Игорь, зло сверкнув глазами в сторону девушки, снова поглубже опустился в огромное кресло. Как быстро всё изменилось, конечно, Агата и раньше не считала его образцом мудрости, но, по крайней мере, до такого открытого хамства не опускалась.
– Вчера принесла нашей будущей мамаше пару таблеточек, так она послала меня подальше и пищу теперь принимает только из рук Наташки или Ирки. Но самое хреновое, что сегодня сделала Софья Эдгаровна полное обследование и, оказалась, здоровой, как юная кобылка. Поэтому, внезапно возникшая недостаточность чего-либо, может породить ненужные подозрения, а ввиду того, что круг подозреваемых весьма ограничен, – Агата перевела взгляд на расслабившегося Игоря, намекая, что понятие "круг" весьма приблизительное, так как входит в него всего один человек, и этот человек никак не "любимый отчим" и не "сестрица Агатушка", – то я бы посоветовала находящимся в "кругу", высказывать более продуктивные мысли.
– Не накаляй обстановку, – зло буркнул собеседник, сжимаясь ещё больше под осуждающим взглядом девушки. – Женщина преклонного возраста, первая беременность... Любой стресс может стать решающим. Просто надо создать соответствующую обстановку. Студента не нашли? Ну так можно найти. Труп. Или организовать автомобильную аварию. Бандитское нападение. Вариантов валом.
Поезд, ритмично раскачиваясь, нёсся к родному городу и Максим сидел перед окном, не сводя глаз с пролетающих за стеклом деревьев. Мысли о Софье снова и снова будоражили голову. Странно, что знакомы они были всего несколько дней, а память услужливо запечатлела каждый изгиб её тела, каждый ноготь, окрашенный светлым прозрачным лаком. Воспоминания о мимолётной улыбке обволакивало тело такой нежностью, что оторваться от созерцания этой улыбки, отражавшейся в густых ветвях, в белых облаках, казалось кощунственным.
Вечер подкрался незаметно, и ребята начали готовиться ко сну. В этот момент в их секцию вошла крупная женщина и, улыбнувшись, посмотрела вверх.

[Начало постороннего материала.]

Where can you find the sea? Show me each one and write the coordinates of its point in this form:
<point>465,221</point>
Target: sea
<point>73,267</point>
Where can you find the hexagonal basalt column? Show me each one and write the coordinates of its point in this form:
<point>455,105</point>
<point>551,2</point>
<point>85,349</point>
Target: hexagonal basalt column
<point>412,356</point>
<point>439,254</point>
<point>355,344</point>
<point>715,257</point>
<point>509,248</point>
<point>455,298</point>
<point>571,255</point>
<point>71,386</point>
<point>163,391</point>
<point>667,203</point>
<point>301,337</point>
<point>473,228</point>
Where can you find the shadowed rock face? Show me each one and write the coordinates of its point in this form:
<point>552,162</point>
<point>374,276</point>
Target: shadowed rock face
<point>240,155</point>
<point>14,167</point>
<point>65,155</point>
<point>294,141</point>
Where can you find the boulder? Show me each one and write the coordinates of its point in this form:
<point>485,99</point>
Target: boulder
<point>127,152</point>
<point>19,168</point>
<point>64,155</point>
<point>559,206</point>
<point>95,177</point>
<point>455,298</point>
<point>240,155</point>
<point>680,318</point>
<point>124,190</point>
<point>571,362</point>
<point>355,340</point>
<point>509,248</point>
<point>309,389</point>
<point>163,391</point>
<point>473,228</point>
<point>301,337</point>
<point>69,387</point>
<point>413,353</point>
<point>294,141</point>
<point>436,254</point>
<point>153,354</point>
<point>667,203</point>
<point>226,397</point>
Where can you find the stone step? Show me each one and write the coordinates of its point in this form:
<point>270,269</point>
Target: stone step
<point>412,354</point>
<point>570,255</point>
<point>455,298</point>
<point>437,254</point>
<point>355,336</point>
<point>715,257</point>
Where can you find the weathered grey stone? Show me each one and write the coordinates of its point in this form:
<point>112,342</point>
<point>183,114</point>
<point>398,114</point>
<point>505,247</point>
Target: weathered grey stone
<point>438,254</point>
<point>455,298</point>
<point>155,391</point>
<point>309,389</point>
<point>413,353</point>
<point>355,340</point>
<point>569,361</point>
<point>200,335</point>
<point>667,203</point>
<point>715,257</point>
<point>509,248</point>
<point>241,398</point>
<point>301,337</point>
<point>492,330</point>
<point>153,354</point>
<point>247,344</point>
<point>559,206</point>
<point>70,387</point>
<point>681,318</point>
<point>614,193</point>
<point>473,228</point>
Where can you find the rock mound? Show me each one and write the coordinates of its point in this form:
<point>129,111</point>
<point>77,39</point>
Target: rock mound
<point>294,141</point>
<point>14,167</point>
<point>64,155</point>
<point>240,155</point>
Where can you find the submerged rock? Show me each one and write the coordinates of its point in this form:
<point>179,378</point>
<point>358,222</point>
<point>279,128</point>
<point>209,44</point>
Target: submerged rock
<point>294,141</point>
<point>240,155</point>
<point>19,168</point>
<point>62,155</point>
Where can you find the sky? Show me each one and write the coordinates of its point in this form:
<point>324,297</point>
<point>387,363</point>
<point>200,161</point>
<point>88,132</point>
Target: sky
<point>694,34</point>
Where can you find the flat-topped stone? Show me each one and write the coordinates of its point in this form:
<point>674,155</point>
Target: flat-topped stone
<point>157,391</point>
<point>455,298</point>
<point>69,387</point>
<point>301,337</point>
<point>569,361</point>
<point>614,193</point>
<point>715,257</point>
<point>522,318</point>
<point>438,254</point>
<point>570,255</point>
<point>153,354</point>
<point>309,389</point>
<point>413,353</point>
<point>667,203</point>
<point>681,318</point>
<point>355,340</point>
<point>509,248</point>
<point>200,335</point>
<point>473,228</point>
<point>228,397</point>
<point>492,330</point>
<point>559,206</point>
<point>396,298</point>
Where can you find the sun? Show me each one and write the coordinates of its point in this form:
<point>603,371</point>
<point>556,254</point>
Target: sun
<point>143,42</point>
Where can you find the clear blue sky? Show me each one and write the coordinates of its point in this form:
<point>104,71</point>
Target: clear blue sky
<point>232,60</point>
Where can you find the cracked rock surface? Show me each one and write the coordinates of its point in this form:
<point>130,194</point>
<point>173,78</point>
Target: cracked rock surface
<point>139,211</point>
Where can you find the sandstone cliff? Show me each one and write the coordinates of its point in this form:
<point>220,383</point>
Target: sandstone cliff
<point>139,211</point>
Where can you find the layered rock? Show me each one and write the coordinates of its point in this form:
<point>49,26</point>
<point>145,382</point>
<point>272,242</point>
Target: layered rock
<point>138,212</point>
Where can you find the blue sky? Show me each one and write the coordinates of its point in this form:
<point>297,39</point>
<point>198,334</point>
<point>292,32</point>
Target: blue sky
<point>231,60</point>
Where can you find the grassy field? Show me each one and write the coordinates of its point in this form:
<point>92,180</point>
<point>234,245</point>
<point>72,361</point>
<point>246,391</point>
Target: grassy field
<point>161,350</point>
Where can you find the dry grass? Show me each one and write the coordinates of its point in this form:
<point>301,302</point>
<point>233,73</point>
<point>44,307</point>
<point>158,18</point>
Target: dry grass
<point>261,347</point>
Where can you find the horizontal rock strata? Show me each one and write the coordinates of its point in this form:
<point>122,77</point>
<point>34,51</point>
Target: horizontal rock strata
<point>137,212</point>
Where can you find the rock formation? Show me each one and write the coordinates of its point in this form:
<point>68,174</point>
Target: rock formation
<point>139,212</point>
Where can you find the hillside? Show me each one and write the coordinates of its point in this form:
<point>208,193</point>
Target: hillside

– Моя, получается, верхняя – то ли спросила, то ли констатировала дама.
Назвать женщину крупной, было бы пойти против истины, так как весёлая попутчица, приближающаяся к пятидесяти, имела абсолютно квадратную фигуру, обтянутую серым спортивным костюмом.
– Может вам уступить нижнюю полку? – вежливо предложила Илона, собирая разбросанные вещи.
– Нет, нет, – не переставая улыбаться, отказалась женщина. – Зачем же я буду вам мешать. Кроме того, обожаю смотреть на мир сверху вниз.
Легко забросив чемодан на третью полку, женщина с кошачьей грацией, несвойственной людям её комплекции, вскочила на верхнюю полку.
Илона испуганно прислушалась к жалобно скрипнувшей доске и обменялась растерянным взглядом с лежавшей напротив Гузелью, но изменить уже ничего не могла.
Постепенно вагон укладывался спать и только несколько крепких парней, бурно праздновавших дембель в соседней секции, долго не давали заснуть, но наконец, усталость взяла своё и, не замечая пьяную брань молодёжи, пассажиры мягко опустились в объятия сна.
Проснулась Илона неожиданно, от того, что чья-то шершавая, потная рука медленно поползла по её ноге. Испуганно вскрикнув, девочка отдернула ногу и подскочив, сжалась в углу полки.